The configuration of the stakeholders in the Central African and South Sudanese issues induces a very low probability that the fall of Omar al-Bashir will have a significant influence on the continuation of the peace process. Indeed, alongside the former Sudanese leader, it was above all the political and diplomatic pressure from the African Union and part of the international community that made it possible to reach the Khartoum agreements. The latest meeting on March 18, 2019, in Addis Ababa between the government and rebel groups that rejected the Bangui government’s list as non-inclusive, is a proof that Omar al-Bashir’s personal leadership is not essential for the sustainability of the Central African peace process, as it saved the agreements without the direct intervention of the former Sudanese leader. Similarly, the parties involved in the South Sudanese negotiations are accompanied both by Addis Ababa and the international community, in particular, the Vatican, which now intends to play a significant role in restoring peace in the country, following the invitation of Salva Kiir and Riek Machar to a peace retreat in Rome.

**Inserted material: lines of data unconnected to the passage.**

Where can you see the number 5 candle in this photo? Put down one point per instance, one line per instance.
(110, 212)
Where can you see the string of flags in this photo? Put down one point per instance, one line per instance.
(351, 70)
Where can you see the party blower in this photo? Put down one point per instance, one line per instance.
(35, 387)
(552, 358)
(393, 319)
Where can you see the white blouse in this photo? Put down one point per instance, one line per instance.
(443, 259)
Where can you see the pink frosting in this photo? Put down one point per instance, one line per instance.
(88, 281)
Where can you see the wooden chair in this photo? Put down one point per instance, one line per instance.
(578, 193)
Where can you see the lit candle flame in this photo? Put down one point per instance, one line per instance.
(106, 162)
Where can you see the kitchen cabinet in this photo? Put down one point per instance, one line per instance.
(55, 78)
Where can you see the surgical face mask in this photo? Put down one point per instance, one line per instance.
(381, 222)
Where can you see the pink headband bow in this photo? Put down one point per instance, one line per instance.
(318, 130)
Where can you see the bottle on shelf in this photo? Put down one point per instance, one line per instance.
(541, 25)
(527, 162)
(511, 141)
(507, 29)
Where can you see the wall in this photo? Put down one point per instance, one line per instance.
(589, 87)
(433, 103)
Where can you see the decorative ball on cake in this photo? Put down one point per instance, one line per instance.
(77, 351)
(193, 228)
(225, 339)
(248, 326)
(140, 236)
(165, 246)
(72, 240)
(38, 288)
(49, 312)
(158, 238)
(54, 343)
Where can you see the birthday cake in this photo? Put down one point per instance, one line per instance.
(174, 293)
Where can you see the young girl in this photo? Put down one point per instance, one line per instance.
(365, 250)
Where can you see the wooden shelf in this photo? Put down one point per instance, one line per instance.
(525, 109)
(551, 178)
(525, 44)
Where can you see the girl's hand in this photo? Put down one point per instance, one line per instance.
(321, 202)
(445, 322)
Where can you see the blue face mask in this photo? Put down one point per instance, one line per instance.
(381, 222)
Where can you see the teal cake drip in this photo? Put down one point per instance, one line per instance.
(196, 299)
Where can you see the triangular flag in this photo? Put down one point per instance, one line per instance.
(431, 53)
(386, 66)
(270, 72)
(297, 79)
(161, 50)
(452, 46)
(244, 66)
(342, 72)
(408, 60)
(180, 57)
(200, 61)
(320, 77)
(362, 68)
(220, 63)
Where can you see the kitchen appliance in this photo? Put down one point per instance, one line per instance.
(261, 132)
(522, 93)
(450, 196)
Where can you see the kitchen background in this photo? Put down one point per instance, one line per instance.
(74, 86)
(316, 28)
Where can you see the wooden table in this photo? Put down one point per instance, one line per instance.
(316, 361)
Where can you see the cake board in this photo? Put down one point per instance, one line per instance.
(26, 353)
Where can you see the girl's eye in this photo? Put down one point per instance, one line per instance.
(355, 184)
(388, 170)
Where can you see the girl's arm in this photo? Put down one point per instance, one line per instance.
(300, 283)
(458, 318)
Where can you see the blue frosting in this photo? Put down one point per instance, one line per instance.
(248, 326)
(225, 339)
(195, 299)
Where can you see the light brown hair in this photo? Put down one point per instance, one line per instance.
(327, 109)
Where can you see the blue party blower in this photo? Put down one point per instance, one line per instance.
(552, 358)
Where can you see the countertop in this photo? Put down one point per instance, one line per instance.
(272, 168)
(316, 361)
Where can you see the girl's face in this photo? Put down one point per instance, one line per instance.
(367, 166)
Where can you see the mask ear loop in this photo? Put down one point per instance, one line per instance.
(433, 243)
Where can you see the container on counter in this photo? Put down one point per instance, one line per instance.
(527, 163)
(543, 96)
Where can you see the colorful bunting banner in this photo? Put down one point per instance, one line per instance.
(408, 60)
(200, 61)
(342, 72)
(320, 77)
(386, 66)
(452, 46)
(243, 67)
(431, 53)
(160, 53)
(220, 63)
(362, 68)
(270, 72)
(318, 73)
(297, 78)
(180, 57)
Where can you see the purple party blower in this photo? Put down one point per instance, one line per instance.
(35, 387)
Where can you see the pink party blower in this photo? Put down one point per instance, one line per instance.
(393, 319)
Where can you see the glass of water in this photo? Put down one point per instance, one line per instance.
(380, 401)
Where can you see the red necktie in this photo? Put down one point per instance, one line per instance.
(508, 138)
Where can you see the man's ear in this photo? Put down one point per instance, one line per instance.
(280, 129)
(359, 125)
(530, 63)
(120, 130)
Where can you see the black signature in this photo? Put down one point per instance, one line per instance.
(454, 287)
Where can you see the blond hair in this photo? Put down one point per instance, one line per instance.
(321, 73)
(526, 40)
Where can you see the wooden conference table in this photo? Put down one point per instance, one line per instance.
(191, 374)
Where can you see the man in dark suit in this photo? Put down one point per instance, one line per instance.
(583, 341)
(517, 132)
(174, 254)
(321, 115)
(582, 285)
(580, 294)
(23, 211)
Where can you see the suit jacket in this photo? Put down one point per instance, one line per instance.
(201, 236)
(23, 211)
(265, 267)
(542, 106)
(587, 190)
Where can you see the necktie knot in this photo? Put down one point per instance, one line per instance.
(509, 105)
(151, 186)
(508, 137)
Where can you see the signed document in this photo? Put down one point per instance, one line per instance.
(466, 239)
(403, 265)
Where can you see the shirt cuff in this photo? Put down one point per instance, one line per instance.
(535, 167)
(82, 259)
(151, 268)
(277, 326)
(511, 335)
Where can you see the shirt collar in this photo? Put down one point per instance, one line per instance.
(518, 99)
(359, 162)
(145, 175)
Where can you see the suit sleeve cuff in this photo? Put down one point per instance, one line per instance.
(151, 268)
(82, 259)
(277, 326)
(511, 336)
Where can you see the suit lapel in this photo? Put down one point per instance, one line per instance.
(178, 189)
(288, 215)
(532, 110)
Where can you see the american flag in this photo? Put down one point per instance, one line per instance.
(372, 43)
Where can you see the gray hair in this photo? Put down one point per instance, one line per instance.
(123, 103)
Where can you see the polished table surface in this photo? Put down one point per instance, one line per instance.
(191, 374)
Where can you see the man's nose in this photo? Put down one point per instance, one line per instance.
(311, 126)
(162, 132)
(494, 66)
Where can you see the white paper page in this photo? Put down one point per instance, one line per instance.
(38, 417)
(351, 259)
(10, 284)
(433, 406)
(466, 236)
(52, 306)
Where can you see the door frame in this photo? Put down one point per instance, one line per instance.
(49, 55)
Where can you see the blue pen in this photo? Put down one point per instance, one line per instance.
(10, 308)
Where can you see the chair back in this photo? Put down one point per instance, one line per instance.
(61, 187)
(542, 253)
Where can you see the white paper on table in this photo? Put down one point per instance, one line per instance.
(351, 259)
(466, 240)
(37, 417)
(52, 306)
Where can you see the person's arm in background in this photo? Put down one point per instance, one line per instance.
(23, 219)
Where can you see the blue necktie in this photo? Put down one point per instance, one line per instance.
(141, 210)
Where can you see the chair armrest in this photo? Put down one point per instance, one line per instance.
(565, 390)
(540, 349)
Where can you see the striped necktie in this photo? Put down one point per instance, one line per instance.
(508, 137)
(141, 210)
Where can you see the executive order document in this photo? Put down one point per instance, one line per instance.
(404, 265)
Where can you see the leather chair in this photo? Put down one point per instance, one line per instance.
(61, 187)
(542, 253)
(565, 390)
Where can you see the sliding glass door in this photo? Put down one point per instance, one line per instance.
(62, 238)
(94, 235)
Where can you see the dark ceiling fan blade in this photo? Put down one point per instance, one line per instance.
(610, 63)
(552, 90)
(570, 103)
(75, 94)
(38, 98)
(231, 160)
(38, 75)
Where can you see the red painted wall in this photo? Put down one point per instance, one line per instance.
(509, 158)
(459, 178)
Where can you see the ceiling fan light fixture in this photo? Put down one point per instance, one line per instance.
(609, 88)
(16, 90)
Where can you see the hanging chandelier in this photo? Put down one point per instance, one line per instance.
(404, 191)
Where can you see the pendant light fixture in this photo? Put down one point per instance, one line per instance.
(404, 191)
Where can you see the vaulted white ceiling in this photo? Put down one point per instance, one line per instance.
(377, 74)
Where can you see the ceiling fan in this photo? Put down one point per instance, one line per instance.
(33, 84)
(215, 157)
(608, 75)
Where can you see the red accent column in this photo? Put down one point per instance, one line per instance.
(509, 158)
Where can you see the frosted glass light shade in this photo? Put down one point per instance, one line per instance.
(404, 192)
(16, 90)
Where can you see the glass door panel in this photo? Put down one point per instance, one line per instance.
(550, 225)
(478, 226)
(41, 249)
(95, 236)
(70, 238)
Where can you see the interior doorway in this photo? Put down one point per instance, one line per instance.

Read/ download our latest briefing of March 24, 2019 (PREMIUM): Political and social crisis in Sudan

The Ethiopian initiative to pacify the region could, however, be hampered by prolonged political instability in Sudan. Omar al-Bashir had personally engaged with Prime Minister Abiy Ahmed in various rapprochement actions that had led to the reopening in March 2019 of the Sudan-Eritrean border (which had been closed since 2017). After his departure, the main challenge for Abiy Ahmed and the leaders of the region will undoubtedly be to quickly find another interlocutor with sufficient internal political legitimacy to pursue initiatives to bring the countries of the region closer together. The current ruling TMC clearly cannot fulfill this role because of its composition on the one hand, and the fact that its political authority is rejected both by the population and the African Union, on the other. In these respects, the rapid transition to a civilian power is essential to prevent the Sudanese political situation from plunging the region into a new era of uncertainty.